Talking About Race - One Woman's Story
My name is Kaolin. I am a Caucasian woman and the author of a book titled Talking About Race: A Workbook About White People Fostering Racial Equality in Their Lives. My family is biracial and while my children and I went through many trends regarding race/ism and diversity in school systems we were never completely satisfied with the results. We experienced racism often enough to have learned how to cope with the stress of racism in our lives. However, as many of you already know, one never really adapts to racism. With each occurrence we are required to assimilate every nuance of it, then process it and then continue to assimilate into a culture that might prefer to believe that it does not exist. In fact, due to President Barack Obama being biracial, I have been told that we are in a post-racial era, meaning racism is truly behind us. Many say we have enough evidence of that in the fact that our President is a man of color therefore we can move on, don't make waves or fuss about the legacy of slavery whose affects we have each inherited; or, the continued assaults on people of color that exist in politics, in our communities, in our institutions and often times in our own families.

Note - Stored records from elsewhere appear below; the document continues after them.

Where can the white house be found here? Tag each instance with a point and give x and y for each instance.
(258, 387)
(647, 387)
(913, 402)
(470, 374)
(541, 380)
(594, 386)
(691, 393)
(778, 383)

In 1995 I transferred from Holyoke Community College to the University of Massachusetts at Amherst. I went to school full time by day and worked full time at night for a residential program for children and families. While in school the racism the students of color were experiencing drew me to a halt and I had to pause and think about what to do about it. I heard from many white students that they were silent about racism when they would prefer to speak-up and out about it; I heard that they were fearful of racism and that they had seen it as an inevitable part of life they would eventually succumb to because they had come to believe they may be helpless to do anything about it.
So I designed a course titled Let's Talk About Race: Confronting Racism Through Education and through an independent studies program in the WOST (Women's Studies) department was able to teach it for a year.

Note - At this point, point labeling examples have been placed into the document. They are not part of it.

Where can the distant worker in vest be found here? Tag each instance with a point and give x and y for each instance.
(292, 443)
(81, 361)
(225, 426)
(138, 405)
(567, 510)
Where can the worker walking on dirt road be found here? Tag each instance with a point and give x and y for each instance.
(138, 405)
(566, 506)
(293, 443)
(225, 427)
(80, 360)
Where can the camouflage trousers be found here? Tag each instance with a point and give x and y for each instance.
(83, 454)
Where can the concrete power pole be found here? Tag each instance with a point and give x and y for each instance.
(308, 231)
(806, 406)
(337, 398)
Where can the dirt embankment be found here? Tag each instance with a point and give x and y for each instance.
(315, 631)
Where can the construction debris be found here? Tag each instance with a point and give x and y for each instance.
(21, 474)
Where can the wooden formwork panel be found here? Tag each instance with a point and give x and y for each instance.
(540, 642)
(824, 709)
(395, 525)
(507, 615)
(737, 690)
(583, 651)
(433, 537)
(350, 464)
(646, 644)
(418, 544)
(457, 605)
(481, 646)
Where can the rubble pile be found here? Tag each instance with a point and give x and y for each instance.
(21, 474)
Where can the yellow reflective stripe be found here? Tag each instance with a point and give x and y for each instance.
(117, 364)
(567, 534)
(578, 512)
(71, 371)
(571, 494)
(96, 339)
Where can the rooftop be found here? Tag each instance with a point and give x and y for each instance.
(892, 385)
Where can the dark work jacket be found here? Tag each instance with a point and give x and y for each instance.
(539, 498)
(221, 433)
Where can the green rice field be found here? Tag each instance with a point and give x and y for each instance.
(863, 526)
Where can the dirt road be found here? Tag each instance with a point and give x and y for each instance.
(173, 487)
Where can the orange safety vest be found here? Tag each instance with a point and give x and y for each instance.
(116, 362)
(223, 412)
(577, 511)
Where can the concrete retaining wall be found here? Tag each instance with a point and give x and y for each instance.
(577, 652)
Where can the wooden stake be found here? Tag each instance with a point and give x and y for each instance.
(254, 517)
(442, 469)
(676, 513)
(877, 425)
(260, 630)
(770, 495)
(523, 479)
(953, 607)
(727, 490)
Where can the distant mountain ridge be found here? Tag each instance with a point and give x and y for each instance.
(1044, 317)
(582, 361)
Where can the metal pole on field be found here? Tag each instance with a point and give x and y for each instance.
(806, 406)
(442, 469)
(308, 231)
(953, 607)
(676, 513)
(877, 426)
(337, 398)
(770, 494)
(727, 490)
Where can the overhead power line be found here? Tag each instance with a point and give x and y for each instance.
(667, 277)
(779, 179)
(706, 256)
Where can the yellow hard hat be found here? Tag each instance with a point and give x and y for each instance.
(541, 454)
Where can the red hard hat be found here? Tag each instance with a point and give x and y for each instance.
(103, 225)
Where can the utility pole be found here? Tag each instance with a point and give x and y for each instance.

In Talking About Race: A Workbook About White People Fostering Racial Equality in Their Lives you will find that the chapter titles map out a road for you to follow that involves your active involvement in the book. For example, I ask you to define racism in the beginning of the book and then again at the end of it. Why? Because your impression of racism changes as you read, and so do you. I ask you to recognize racism, resist racism, to talk about your insecurities regarding racism (we all have them) and to shape your own identity where racial equality is concerned. There were both students of color and Anglo students in class. So you learn a great deal about what our youth is going through about racism as they struggle for racial equality. The students quotes are embellished within the 120 page paperback and there is a fine glossary and workbook questions in each chapter with plenty of room for you to jot down your own ideas while you record your own race-story. Everybody has one.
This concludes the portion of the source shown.